President Maduro of Venezuela has presided over a humanitarian and economic crisis, mismanagement, and corruption. His election win in 2018 was denounced as fraudulent, and in January 2019, leader of the opposition Juan Guaido during an anti-Maduro protest declared himself interim president of Venezuela.
President Maduro, however, is refusing to step down; with the support of the military he seems intent on retaining power. He has told the US to keep its hands off Venezuela. Yet, more and more nations have come out in favour of Guaido, including the European Union and the United Kingdom.
Critics of Maduro such as Foreign Secretary Jeremy Hunt have said that “the oppression of the illegitimate, kleptocratic Maduro regime must end”. The US has similarly ramped up the rhetoric with Vice President Mike Pence saying of Venezuela that “There is no time for dialogue” and that “it is time to end the Maduro regime”.
The threatening dogma of Pence and Hunt is emblematic of something they both proclaim to denounce: anti-democratic practice.
Maduro is the democratically elected president of Venezuela, yet under the auspices of democracy and liberty for the Venezuelan people, the West threatens the very process they claim to uphold. This seductive game of emancipation of people in a foreign state for their own greater good has been seen before; the UK’s involvement in Iraq against Hussein, or the US support for General Pinochet’s coup in Chile. Such interventions did not lead to positive or democratic outcomes for the peoples of Iraq and Chile.
Intervention is also not always obvious, with the US also having a history of utilising its unmatched levels of economic capital to destabilise governments.

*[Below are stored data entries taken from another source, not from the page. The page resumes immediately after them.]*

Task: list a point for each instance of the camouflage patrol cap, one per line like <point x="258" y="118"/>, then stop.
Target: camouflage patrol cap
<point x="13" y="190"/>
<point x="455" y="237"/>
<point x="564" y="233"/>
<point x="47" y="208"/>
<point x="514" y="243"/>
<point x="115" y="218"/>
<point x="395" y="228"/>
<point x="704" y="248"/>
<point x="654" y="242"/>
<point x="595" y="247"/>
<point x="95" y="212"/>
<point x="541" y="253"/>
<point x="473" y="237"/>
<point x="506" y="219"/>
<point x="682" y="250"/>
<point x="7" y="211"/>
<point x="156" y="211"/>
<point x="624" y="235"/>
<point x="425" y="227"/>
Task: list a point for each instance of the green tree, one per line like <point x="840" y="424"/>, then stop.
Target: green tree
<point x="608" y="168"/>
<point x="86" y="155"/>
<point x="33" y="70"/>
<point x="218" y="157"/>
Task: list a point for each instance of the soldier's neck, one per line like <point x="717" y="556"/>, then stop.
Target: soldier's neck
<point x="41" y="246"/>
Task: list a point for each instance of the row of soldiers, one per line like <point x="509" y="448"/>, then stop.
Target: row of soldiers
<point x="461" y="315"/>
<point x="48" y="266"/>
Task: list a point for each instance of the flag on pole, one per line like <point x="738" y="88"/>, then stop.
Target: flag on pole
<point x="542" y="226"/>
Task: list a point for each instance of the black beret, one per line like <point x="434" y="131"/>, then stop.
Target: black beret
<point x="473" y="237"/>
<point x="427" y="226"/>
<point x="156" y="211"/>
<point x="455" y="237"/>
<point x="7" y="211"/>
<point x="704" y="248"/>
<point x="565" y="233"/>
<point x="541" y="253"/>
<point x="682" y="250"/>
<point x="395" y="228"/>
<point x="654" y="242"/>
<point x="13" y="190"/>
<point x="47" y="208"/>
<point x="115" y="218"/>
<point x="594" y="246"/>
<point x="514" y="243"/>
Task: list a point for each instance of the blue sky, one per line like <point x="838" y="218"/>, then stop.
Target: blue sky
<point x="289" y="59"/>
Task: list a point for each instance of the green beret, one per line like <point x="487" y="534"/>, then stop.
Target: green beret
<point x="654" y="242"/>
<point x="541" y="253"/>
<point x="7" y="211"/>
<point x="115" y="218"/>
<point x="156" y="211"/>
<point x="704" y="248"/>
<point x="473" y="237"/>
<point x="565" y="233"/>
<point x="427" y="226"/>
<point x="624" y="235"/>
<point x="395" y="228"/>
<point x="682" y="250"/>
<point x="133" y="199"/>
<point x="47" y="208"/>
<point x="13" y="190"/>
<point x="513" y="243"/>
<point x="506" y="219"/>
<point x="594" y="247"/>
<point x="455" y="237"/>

For example, it began an embargo against Cuba in 1960 when the latter nationalised US-owned oil refineries without any compensation. This embargo covered almost all exports and remained in place with adjustments here and there ever since.
The parallels are clear when looking at the contemporary example of Venezuela; the economic interventionism has already begun. As of late January, the US announced the decision to impose sanctions on Venezuela’s state-owned oil firm PDVSA. Treasury Secretary Steven Mnuchin stated that the proceeds of the purchase of Venezuelan oil would be withheld from Maduro’s government until he agrees to elections.
This becomes particularly chilling in light of national security advisor John Bolton’s comments who spoke about the advantages to the US of the vast Venezuelan oil resources during an interview on Fox News.
Furthermore, the man appointed as advisor to the mission in Venezuela, Elliott Abrams, is a notorious neoconservative who bloodied his hands with innocent lives in the South American wars in the 1980s. This is a man who helped coordinate US support for the likes of Efrain Rios Montt, the Guatemalan dictator from 1982-83 who was convicted of genocide.
Prevailing evidence points to the fact that the militarism and imperialism of US rhetoric and action in Venezuela has no democratic precedent whatsoever.
By no means do I here attempt to condone the damage Maduro has done to Venezuela. However, the fight for international democracy has to be applied equally to all situations, therefore, international support for Guaido must be condemned in the strongest possible terms.